Weaknesses: 1. The convergence result seems to be more 'qualitative', showing a general effect of different error sources, rather than 'quantitative'. Most of the terms have a complicated dependence on the parameters of the problem class. I think, they can hardly be computed in practice. For example, they did not provide a direct answer to the question: how to choose 's' in practice? It somewhat expected that for 'big enough 's', the stochastic approximation would be reasonably good. However, I still believe that the given theoretical answers may help to advance in developing distributed methods. 2. Numerical experiments. It is not clear what is the 'Accuracy' on the graphs (is it the functional residual?). It looks like all the methods stuck at some level (85-95). I think, it is important to demonstrate that in *some regimes* the method (for example, full Newton method) may achieve near 100 accuracy.

Correctness: The claims of the paper look correct.
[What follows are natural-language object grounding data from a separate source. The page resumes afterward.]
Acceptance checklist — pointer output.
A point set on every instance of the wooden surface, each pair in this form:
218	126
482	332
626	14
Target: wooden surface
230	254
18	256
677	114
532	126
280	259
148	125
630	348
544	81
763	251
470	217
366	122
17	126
Though, I was not able to check all the details of the proofs.

Clarity: The paper is well written and easy to follow. It would be good to specify somewhere in Section 2, that lambda > 0 (the regularization parameter is strictly greater than zero), so the objective is strongly convex. Line 198: "It is well known that a distributed Newton method has linear-quadratic convergence rate." -- It would prefer to see some reference here. I do not fully understand Remark 3, if lambda > 0, then the Hessian is always invertible.

Relation to Prior Work: There is an extensive overview in Section 1. Comparing with state-of-the-art distributed second-order methods (lines 59-72), I would prefer to see more explanations, why communicating *once* per iteration is much better than *two times*. The difference by a constant factor does not seem to be significant, taking into account that second-order methods usually do not need to have so many iterations.